Immigration looks set to become a central issue in next year’s general election, with the Reform party, run by Nigel Farage‘s friends, starting to make an impact in opinion polls.
Yet it was not the net migration figures for the year ending June 2023 (some 672,000) that grabbed the attention today, but instead the ONS’s revisions for the year before that bumped 606,000 up to a record-breaking 745,000.
So there has been a dip in net migration, but the ONS said it was too soon to know if this represented the start of a longer downward trend. And the numbers are still very high.
Net migration is the difference between the amount of people moving to the country to live and those moving out of the country. In total, 1.2 million people moved to the UK while 508,000 emigrated, resulting in net migration of 672,000 in the last year. Of the 1.2 million immigrants, 82 per cent (968,000) were non-EU nationals. Some 129,000 were EU nationals and 84,000 were British nationals returning.
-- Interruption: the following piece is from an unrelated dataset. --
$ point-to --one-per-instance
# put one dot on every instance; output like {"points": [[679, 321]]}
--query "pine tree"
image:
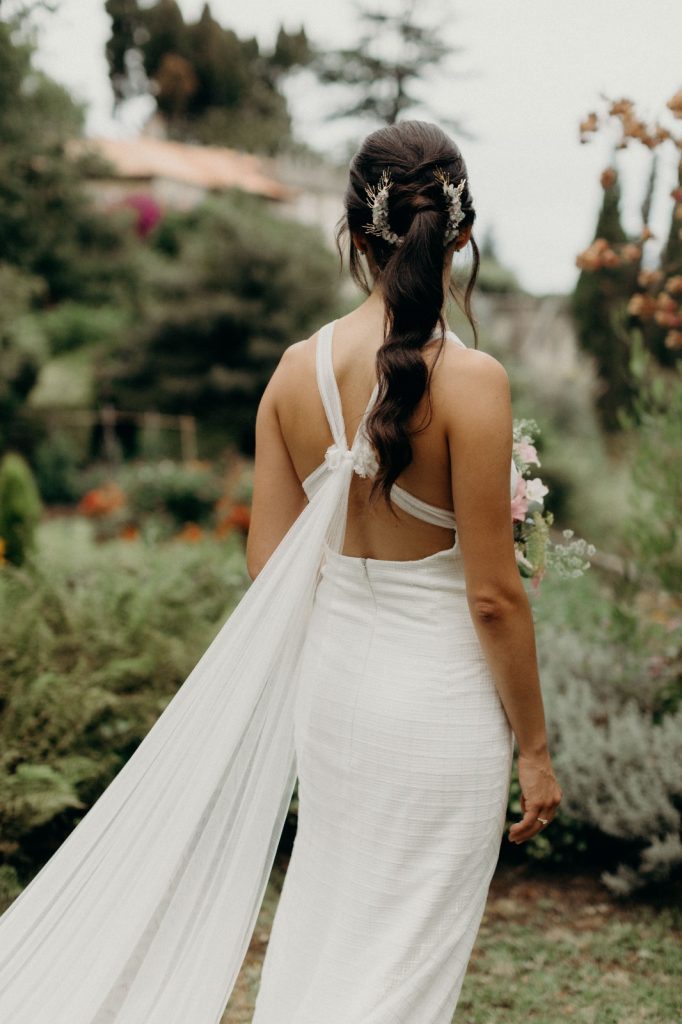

Since major changes to the immigration system in January 2021, the amount of non-EU nationals moving to the UK has substantially increased. This is a result of many factors but importantly Brexit changes to the UK’s immigration laws played a part. In the year to June 2019, the overall net migration of non-EU nationals to the UK was 179,000. This year it was 768,000.
This year, there has been an increase in non-EU nationals coming for work on health and care visas – 33 per cent this year compared with 23 per cent a year ago. But the largest contributor to non-EU immigration was study, with 39 per cent of migrants arriving on student visas.
The top five non-EU nationalities for immigration into the UK were: Indian (253,000), Nigerian (141,000), Chinese (89,000), Pakistani (55,000) and Ukrainian (35,000).
Another significant change in the statistics this year is the number of dependents that non-EU immigrants are bringing with them. In 2019, relatives of non-EU migrants were 6 per cent of student migration and 37 per cent of work migration. Dependants now account for 25 per cent of non-EU student migration and 48 per cent of non-EU work immigration.
There has also been a reduction of people coming through humanitarian routes – 9 per cent (83,000) down from 19 per cent in the year to June 2022. As for asylum, this year 90,000 people immigrated long-term for asylum. This was an increase from 75,000 in YE June 2022. In July this year, government statistics showed 47,500 people (42% of people in receipt of asylum support) were in hotel accommodation at the end of March 2023 costing about £2.28 billion annually.
Immigration has soared in the last quarter of a century. At the beginning of the New Labour era in 1997, net immigration sat at 107,000. When the Conservatives came to power in 2010, it was 294,000. Since Boris Johnson’s landslide victory in 2019, an important promise of which was reducing immigration, the figure has sky-rocketed. Former home secretary Suella Braverman said today’s figures were “a slap in the face to the British public who have voted to control and reduce migration at every opportunity”. The New Conservatives, a caucus spearheaded by Tory MPs Miriam Cates and Danny Kruger, called it a “‘do or die” moment] for their party.
At least it has taken everyone’s mind off the rising tax burden.